— Оставь его в покое! Потрошитель Азар не станет претендовать ни на место вождя, ни на эту женщину! — возвестил Гленнер неожиданно звучно. — Ведь ты же не станешь?
Котяра истошно замотал головой.
— Азар присягнул эльфам, и я, если понадобится, стану сражаться за него. Ты понял?
Снизу донеслось несколько слов на темном наречии.
— Ты отпусти его, — выговорила появившаяся на плацу Маруся. — Отпусти, мне он целиком пригодится. А что за Димку заступился — спасибо. Спасибо, хоть и не пойму я, кто ты таков и чего тебе надо.
Из-под низко опущенного капюшона блеснула улыбка, и Гленнер, осадив лошадь, покинул театр действий.

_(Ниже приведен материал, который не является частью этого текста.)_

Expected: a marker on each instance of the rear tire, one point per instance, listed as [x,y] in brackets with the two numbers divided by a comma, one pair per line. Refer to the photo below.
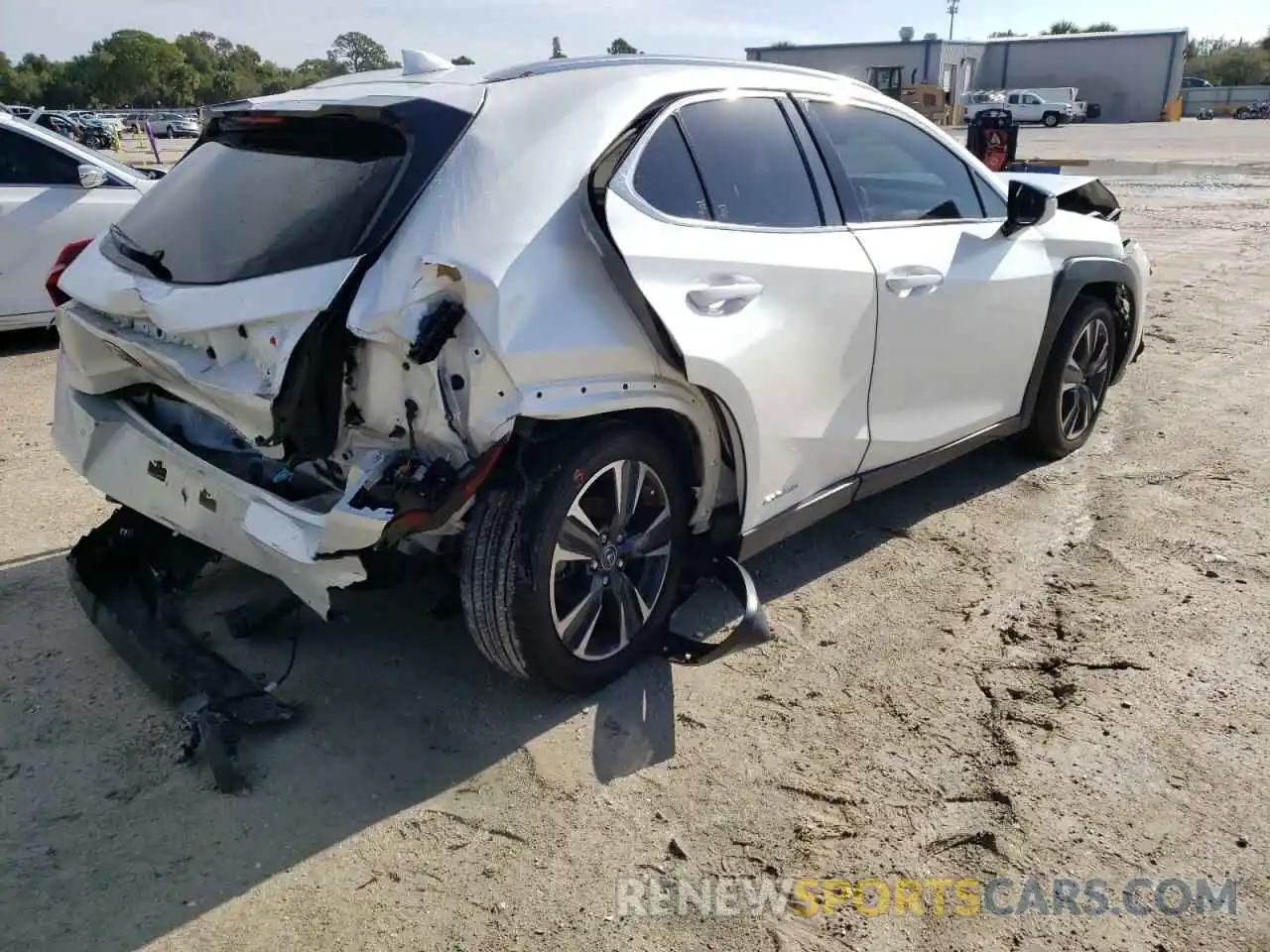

Тайтингиль легко переступил по ступеням хлипкой деревянной лестницы и подтянулся на руках. Морумский сеновал был не такой, как он привык. Здешняя земля рождала грубые, жесткие травы. Они пахли гарью и копотью.
— Союзник.
Мастер Войны, сидящий в нефизиологичной, птичьей позе на какой-то жердочке, выпустил из ноздрей плотные струйки дыма. Тайтингиль глянул строже — пепел падал в какой-то черепок от разбитого горшка.
— Союзник. — Тайтингиль кивнул и уселся, скрестив ноги, напротив. — Желаешь говорить?
— Да. Я чувствую теперь, — проговорил звездный воитель, снова затягиваясь. — Я чувствую. Все стало странным, союзник. Столько информации. Вкус, запах. Цвет. Будто я слышу голос каждого в этом войске. Слишком много. Так и должно быть?
— Должно. Но и мне нынче многое странно, Мастер Войны. У меня теперь есть сын… и я не могу всецело посвящать себя бою, так как все время слышу биение его сердца, словно связанного с моим.
Повелитель Морума не ответил.
— Я жил тысячи лет, союзник, — медленно говорил Тайтингиль, тщательно подбирая слова. — Тысячи лет… Моя эльфийская женщина погибла, едва я узнал ее. И вот… у меня сын. Это похоже на то, как ты чувствуешь теперь — все иное, союзник. Сын…
— Тебе не придется убивать его, — хрипло сказал инопланетянин. Его белые глаза слегка светились во тьме, подсвеченное огоньком самокрутки тонкое лицо казалось зловещим. — Их. А мне надо убить всех. Каждого.
Он спрыгнул со своего шестка и пошел по зыбучему сену, еле слышно шелестя подолом о злые травы Морума.
— У йертайан мужчины занимаются с детьми, — сказал он, не глядя на эльфа. — Так принято; матери воюют. Завтра я пойду убивать своих детей, союзник. Пусть тебе никогда не придется даже думать о таком.
— Ты же, Димка, не обессудь, — выговаривала Маруся. — Я тут вон чего вижу. Место хорошее, хоть и бесхозным долго было. Воду подведем. Отсюда и подведем, эльфы вон сейчас себе источник открыли, и он течет себе, течет. Подраскопаем, если что: жить можно. И еще попрошу их воды поискать, уже снаружи. Тогда и земля в дело годиться будет. — Маруся потерла в широкой ладошке прах унылого морумского грунта. — Ты не смотри, что верхушка испепеленная, она родить станет, точно скажу. Плугами перевернуть, быкоглавов приспособлю. Народец отмыть, научить уму-разуму. Я смогу, точно тебе говорю! Это мне в Чопе… в Малиновой Варраке было не развернуться. Да и Мурбук… положительный вполне… щедрый. А за разбой получит. За то, что полез на тебя.